Accretion Rate Changes Detected in a Polluted White Dwarf

TL;DR

This study observes significant changes in metal absorption lines in a polluted white dwarf over 25 years, providing empirical evidence for diffusion theory and insights into circumstellar accretion processes.

Contribution

It presents the first empirical detection of accretion rate decreases in a white dwarf, supporting diffusion theory and suggesting a gradual circumstellar accretion mechanism.

Findings

Metal absorption lines vary over 25 years.

Accretion rates of Mg and Ca decreased by ~20% and ~60%.

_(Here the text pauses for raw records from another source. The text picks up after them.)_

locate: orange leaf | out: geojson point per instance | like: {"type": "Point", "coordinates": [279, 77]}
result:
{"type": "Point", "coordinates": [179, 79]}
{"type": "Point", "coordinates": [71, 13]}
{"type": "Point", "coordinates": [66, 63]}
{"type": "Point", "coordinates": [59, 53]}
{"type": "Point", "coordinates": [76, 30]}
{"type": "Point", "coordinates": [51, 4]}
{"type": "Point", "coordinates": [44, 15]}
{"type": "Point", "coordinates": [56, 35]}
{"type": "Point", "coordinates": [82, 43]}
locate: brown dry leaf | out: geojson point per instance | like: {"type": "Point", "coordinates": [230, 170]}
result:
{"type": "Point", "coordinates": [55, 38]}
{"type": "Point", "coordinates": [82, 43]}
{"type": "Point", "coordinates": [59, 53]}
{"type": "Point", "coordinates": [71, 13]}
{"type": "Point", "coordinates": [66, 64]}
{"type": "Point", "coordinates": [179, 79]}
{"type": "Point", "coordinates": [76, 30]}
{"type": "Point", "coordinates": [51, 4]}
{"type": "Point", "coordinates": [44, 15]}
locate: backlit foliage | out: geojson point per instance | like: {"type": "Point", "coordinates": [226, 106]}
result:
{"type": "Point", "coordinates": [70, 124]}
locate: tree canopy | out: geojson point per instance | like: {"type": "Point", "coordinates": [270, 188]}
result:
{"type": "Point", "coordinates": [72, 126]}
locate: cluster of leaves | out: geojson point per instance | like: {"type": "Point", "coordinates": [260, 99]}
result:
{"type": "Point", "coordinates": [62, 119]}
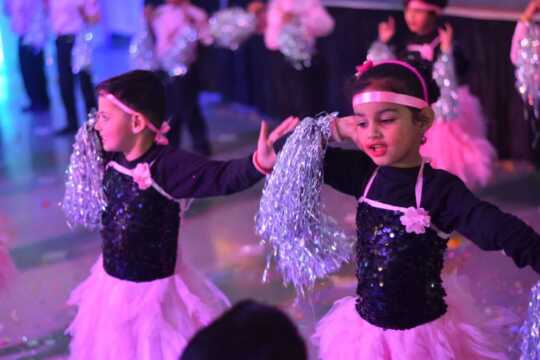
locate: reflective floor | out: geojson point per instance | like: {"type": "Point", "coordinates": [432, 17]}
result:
{"type": "Point", "coordinates": [217, 237]}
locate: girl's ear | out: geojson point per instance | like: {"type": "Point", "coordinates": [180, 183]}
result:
{"type": "Point", "coordinates": [426, 116]}
{"type": "Point", "coordinates": [138, 123]}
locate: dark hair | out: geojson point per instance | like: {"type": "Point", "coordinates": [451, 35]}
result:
{"type": "Point", "coordinates": [141, 90]}
{"type": "Point", "coordinates": [399, 79]}
{"type": "Point", "coordinates": [249, 330]}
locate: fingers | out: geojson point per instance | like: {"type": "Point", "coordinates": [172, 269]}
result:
{"type": "Point", "coordinates": [285, 127]}
{"type": "Point", "coordinates": [263, 135]}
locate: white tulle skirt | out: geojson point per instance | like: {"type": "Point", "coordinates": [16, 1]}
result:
{"type": "Point", "coordinates": [463, 333]}
{"type": "Point", "coordinates": [154, 320]}
{"type": "Point", "coordinates": [460, 146]}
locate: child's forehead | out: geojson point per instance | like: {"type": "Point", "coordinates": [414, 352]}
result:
{"type": "Point", "coordinates": [376, 108]}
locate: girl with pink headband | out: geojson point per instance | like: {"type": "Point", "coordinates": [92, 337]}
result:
{"type": "Point", "coordinates": [405, 306]}
{"type": "Point", "coordinates": [141, 300]}
{"type": "Point", "coordinates": [457, 140]}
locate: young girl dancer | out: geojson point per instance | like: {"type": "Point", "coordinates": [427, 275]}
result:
{"type": "Point", "coordinates": [457, 140]}
{"type": "Point", "coordinates": [141, 301]}
{"type": "Point", "coordinates": [406, 208]}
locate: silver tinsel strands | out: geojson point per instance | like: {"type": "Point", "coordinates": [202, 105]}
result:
{"type": "Point", "coordinates": [231, 27]}
{"type": "Point", "coordinates": [305, 244]}
{"type": "Point", "coordinates": [82, 51]}
{"type": "Point", "coordinates": [182, 53]}
{"type": "Point", "coordinates": [530, 331]}
{"type": "Point", "coordinates": [141, 51]}
{"type": "Point", "coordinates": [379, 51]}
{"type": "Point", "coordinates": [296, 45]}
{"type": "Point", "coordinates": [84, 199]}
{"type": "Point", "coordinates": [528, 68]}
{"type": "Point", "coordinates": [446, 108]}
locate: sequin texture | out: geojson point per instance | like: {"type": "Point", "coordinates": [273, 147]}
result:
{"type": "Point", "coordinates": [140, 230]}
{"type": "Point", "coordinates": [399, 283]}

Fe dominates the accreted material by mass.

Abstract

This letter reports statistically significant changes in the equivalent widths of MgII and CaII lines in the dusty and polluted white dwarf WD 0106-328, based on six epochs of spectroscopy using the VLT and Keck spanning 25 yr. Furthermore, the ratio of these two equivalent widths may also vary, with a 7% probability of being constant. Between 2000 and 2025, both Mg and Ca have experienced decreases in accretion rates, of approximately 20 and 60%, respectively, but with individual variation during the interim. These metal abundance decreases are the first empirical corroboration of diffusion theory in white dwarfs, which predict sinking timescales on the order of days for this star. However, the persistent atmospheric metals require a more gradual, circumstellar process, where one possibility is viscous spreading in an ionized disk of metals, consistent with $\alpha\approx0.1$ within that formalism. The combination of optical and ultraviolet spectroscopy with the Hubble Space Telescope detects all the major rock-forming elements (O, Mg, Si, Fe), and demonstrates that Fe dominates the accreted material by mass, and that it is delivered mostly as pure metal from within a differentiated parent body. This inference is consistent with the possibility that chemically-segregated accretion may result from a combination of planetary assembly, fragmentation, disk evolution, and be observed on relatively short timescales.